# Barist express clean me



## borojohn (Dec 20, 2018)

Can anyone please help. When I use the cleaning disc and tablet on the barista express water does not come out of the portafilter as it says in the instructions. It goes through the cleaning cycle but no water comes out. I have watched videos on this and it clearly shows water coming from the spouts during the cleaning cycle.

Am am I doing something wrong? Thanks.


----------



## DavecUK (Aug 6, 2013)

borojohn said:


> Can anyone please help. When I use the cleaning disc and tablet on the barista express water does not come out of the portafilter as it says in the instructions. It goes through the cleaning cycle but no water comes out. I have watched videos on this and it clearly shows water coming from the spouts during the cleaning cycle.
> 
> Am am I doing something wrong? Thanks.


Does the cleaning disc actually have any holes in it?


----------



## ajohn (Sep 23, 2017)

I suspect that the rubber disk they use has a hole to give the basket and portafilter a bit of a clean at the same time. Other than that it shouldn't really matter providing the machine goes through the cycle correctly - that can be seen via the pressure gauge doing it's thing and sounds. Also water going into the drip tray.
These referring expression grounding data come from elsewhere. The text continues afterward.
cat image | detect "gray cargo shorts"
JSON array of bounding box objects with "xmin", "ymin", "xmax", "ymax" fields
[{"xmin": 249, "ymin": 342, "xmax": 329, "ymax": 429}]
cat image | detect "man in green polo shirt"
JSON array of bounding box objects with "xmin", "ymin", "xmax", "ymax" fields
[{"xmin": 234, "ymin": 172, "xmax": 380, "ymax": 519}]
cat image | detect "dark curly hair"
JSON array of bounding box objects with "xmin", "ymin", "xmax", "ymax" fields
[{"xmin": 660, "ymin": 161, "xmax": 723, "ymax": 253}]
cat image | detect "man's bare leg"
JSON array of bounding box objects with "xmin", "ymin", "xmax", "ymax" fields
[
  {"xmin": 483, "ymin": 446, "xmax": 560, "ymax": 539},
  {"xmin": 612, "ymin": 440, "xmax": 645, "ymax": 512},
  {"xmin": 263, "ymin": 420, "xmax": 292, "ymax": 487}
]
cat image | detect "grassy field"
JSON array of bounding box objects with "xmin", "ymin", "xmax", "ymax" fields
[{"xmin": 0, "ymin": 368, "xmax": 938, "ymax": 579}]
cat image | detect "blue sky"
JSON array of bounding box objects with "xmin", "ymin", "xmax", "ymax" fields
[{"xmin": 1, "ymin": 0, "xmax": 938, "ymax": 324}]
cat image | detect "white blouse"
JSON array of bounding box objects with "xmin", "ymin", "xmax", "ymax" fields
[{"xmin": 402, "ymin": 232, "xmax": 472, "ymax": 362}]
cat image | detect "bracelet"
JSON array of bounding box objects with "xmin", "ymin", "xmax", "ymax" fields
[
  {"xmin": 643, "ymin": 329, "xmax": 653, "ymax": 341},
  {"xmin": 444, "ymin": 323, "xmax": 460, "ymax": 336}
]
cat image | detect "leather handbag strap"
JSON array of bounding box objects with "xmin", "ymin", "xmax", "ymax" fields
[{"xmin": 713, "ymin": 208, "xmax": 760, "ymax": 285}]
IMHO it's best to stick with tablets on these machines with a built in cycle - it assumes it needs to dissolve the tablet and usually on the small portafilter machines the tablets block the hole for a while.

John

-


----------



## borojohn (Dec 20, 2018)

Thanks for your reply. I digged deeper into this. The disk does not have a hole. Apparently in 2015 they modified these disks, for the European market. They claim the modification (removing the hole) makes the cleaning of the group head more efficient. The water/solution back flushes directly into the drip tray. They need to amend the manual now!!


----------



## ajohn (Sep 23, 2017)

My be is from past 2105 and has the hole so looks like they have that wrong as well.

John

-


----------